The PostgreSQL UNION
clause is used to combine the results of two or more SELECT
statements without returning any duplicate rows.
The basic rules to combine two or more queries using the UNION
join are as follows:
The number and order of columns of all queries must be the same
The data types of the columns on involving table in each query must be same or compatible
Usually, the returned column names are taken from the first query
By default, the UNION
join behaves like DISTINCT
, that is, eliminates the duplicate rows; however, using the ALL
keyword with the UNION
join returns all rows, including the duplicates, as shown in the following example:
SELECT <column_list> FROM table WHERE condition GROUP BY <column_list> [HAVING ] condition UNION SELECT <column_list> FROM table WHERE condition GROUP BY <column_list> [HAVING ] condition ORDER BY column list;
The queries are all executed independently, but their output is merged. The Union operator may place rows in the first query, before, after, or in between the rows in the result set of the second query. To sort the records in a combined result set, you can use ORDER BY
.
Let's consider an example where you combine the data of customers belonging to two different sites.

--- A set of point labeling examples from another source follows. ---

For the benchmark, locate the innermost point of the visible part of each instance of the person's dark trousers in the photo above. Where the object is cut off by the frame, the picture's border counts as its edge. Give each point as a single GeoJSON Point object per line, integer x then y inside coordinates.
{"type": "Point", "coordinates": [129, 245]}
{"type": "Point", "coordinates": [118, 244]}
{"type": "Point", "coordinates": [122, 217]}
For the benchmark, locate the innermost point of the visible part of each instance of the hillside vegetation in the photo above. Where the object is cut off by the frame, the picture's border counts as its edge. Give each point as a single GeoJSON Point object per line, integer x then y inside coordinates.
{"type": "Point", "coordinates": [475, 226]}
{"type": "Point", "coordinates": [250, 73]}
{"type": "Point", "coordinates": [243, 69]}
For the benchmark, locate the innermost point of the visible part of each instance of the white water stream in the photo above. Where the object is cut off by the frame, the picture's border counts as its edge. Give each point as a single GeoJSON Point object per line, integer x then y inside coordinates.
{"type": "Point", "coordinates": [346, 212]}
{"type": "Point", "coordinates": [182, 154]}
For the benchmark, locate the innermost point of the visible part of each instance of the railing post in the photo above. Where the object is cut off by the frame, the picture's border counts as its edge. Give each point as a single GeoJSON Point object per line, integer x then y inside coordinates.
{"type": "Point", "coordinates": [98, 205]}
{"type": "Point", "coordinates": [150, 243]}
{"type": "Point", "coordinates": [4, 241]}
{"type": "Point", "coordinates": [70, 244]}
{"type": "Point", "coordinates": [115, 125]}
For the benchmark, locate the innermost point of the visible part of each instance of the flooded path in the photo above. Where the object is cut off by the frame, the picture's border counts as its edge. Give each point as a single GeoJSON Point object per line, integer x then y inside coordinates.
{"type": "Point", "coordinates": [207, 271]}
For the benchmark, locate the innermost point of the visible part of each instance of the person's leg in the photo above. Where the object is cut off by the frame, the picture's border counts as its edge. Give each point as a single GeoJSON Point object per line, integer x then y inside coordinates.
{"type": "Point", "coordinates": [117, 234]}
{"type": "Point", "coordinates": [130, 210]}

The table structure of both the tables is the same, but they have data of the customers from two different sites:
SELECT customer_id,customer_name,location_id FROM customer_site1 UNION SELECT customer_id,customer_name,location_id FROM customer_site2 ORDER BY customer_name asc;
Both the SELECT
queries would run individually, combine the result set, remove the duplicates (as we are using UNION
), and sort the result set according to the condition, which is customer_name
in this case.